Legal holidays
China’s state council amended legal holidays on January 1, 2008, shortening the golden week of International Labor Day in May and including Lunar New Year’s Eve, Qingming Festival, Dragon Boat Festival and Mid-autumn Festival as legal holidays for the first time.
To a nation, featuring traditional festivals as legal holidays helps people treasure traditions in the country. Observing traditional festivals brings about an awareness of one’s national culture in the midst of globalization.
However, legal holidays are unnecessarily equal to the prosperity of traditional culture. With these new holidays in place, the question now is how to take advantage of the cultural resources hidden in the festivals so that people find a sense of belonging to Chinese culture was the original idea of legislating these traditional festivals.
Museums Open for Free
Jointly issued by the CPC Central Committee, the Ministry of Finance, the Ministry of Culture and the State Administration of Cultural Heritage, the notice of museums’ free admission for the public is an important step towards popularizing Chinese culture.
It is expected that 1400 museums will be free of charge for the public across China by 2009.
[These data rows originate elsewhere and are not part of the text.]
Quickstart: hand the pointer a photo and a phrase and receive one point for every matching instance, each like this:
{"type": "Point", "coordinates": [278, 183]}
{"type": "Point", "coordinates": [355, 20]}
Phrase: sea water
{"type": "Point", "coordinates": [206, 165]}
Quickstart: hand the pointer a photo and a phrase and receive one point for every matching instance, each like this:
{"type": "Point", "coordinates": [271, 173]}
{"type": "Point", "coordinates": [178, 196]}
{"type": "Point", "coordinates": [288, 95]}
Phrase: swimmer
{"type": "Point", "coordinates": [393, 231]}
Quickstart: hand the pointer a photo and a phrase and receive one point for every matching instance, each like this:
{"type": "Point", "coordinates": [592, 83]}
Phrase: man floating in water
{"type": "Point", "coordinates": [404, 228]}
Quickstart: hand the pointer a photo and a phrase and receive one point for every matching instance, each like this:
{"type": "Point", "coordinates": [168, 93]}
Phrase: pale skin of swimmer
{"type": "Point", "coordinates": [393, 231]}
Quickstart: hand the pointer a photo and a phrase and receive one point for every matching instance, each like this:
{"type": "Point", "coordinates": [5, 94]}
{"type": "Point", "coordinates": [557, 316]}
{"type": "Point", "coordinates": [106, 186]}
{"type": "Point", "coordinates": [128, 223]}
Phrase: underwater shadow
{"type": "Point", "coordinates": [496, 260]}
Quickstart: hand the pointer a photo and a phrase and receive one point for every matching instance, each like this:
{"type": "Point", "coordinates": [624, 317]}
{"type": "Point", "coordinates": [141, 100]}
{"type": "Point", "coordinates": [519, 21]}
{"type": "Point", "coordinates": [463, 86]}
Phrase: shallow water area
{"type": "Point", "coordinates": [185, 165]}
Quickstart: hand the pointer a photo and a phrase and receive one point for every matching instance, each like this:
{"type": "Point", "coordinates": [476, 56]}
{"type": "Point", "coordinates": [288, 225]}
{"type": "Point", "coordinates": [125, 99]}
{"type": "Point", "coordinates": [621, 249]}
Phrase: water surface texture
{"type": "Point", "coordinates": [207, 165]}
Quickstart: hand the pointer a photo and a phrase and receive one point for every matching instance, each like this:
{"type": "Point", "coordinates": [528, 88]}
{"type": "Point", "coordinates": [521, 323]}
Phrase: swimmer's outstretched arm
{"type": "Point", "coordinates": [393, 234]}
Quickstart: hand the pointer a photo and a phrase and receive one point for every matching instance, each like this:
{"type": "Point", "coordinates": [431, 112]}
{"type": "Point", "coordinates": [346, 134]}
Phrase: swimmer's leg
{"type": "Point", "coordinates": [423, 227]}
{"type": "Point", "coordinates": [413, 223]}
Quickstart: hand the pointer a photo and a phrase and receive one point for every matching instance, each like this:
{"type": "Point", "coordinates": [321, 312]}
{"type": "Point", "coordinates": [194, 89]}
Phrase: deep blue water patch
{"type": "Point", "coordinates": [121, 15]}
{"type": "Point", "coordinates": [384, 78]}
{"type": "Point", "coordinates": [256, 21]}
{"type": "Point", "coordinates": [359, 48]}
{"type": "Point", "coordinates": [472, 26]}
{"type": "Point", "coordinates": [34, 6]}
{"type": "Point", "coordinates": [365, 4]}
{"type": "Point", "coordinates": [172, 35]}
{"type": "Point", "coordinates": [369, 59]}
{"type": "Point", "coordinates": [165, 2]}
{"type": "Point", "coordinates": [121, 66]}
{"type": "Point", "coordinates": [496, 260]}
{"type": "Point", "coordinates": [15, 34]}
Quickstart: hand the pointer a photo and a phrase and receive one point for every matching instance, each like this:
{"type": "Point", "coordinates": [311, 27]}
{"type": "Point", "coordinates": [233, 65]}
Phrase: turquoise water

With a long history and numerous cultural relics, there are thousands of museums across China. Before offering free admission, most museums had the problem of too few visitors. But now that they are open for free, these museums are crammed with people making the exhibition halls too noisy to visit.
Museums are non-profit institutions for the development of society and they should be open for the public to let them enjoy their basic cultural rights. But how to open the museums and keep an orderly atmosphere is a test for the museums as well as the visitors.